Lessons from Samsø


The Danish island of Samsø is an internationally renowned leader in sustainability. Seeking to reduce its carbon footprint in the mid-1990s, before global climate change had even entered the American consciousness, it is an exemplar truly ahead of its time.

The most striking aspect of Samsø’s success is its grassroots ethos. Citizens across the island have played an active role in its initiatives from the very beginning, brilliantly weaving together all three strands of sustainability: creating jobs, reducing carbon emissions, producing energy locally, fostering cooperative ownership of infrastructure, and providing people with the opportunity to collectively invest in their community.

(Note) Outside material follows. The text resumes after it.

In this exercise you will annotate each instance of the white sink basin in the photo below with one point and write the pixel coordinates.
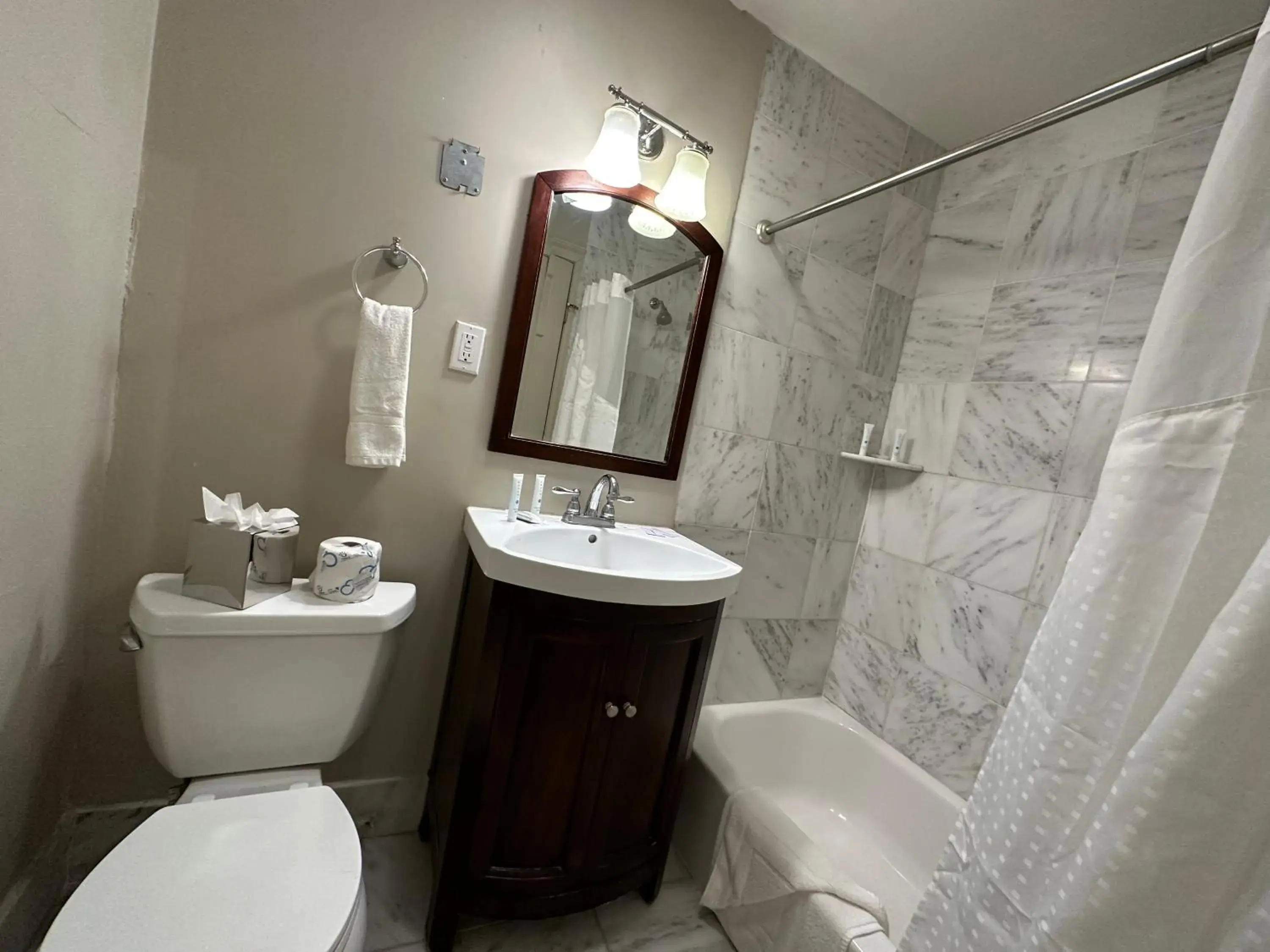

The end result is a unique system, built from the ground up, in which locals take immense pride. For America, where so much of our municipal initiatives come from the top down – even the well-intend ones – it is a wonderful example of what local collaboration and commitment can achieve.

There are important caveats. For starters, Samsø is an island of 4,000 inhabitants – a relatively easy setting for collective action. In addition, Samsø has not in fact reduced its carbon footprint to zero. This island’s offshore wind farm (see image above) makes it a net generator of energy, producing than it consumes and selling the rest back to mainland Denmark. Nevertheless, cars on the island are powered by petroleum. At the tailpipe, it’s hard to argue that Samsø has no progress left to make.

Even so, planners in the Untied States would do well to learn from Samsø’s example. In 2014, a Yale study  found that over a quarter of the American population (27%) was either doubtful or dismissive of the reality of global climate change. As appalling as that figure is, two-thirds of the population was either cautious, concerned, or alarmed.

That 67% needs to be mobilized, and even more important, empowered. We do not need to “demand” change from the top down. Rather, we need to realize that we can make change from the bottom up. Imagine a neighborhood investing in its own windmill or solar array, as well as an electric vehicle charging station. Imagine that same neighborhood investing in medium-scale water recycling infrastructure, reducing its water footprint close to zero. Along with the environmental sustainability, imagine the jobs, the social cohesion, the sense of pride.

The Samsø model shows that incremental, grassroots change can add up to something big. Something big, from something small. This is what the world needs.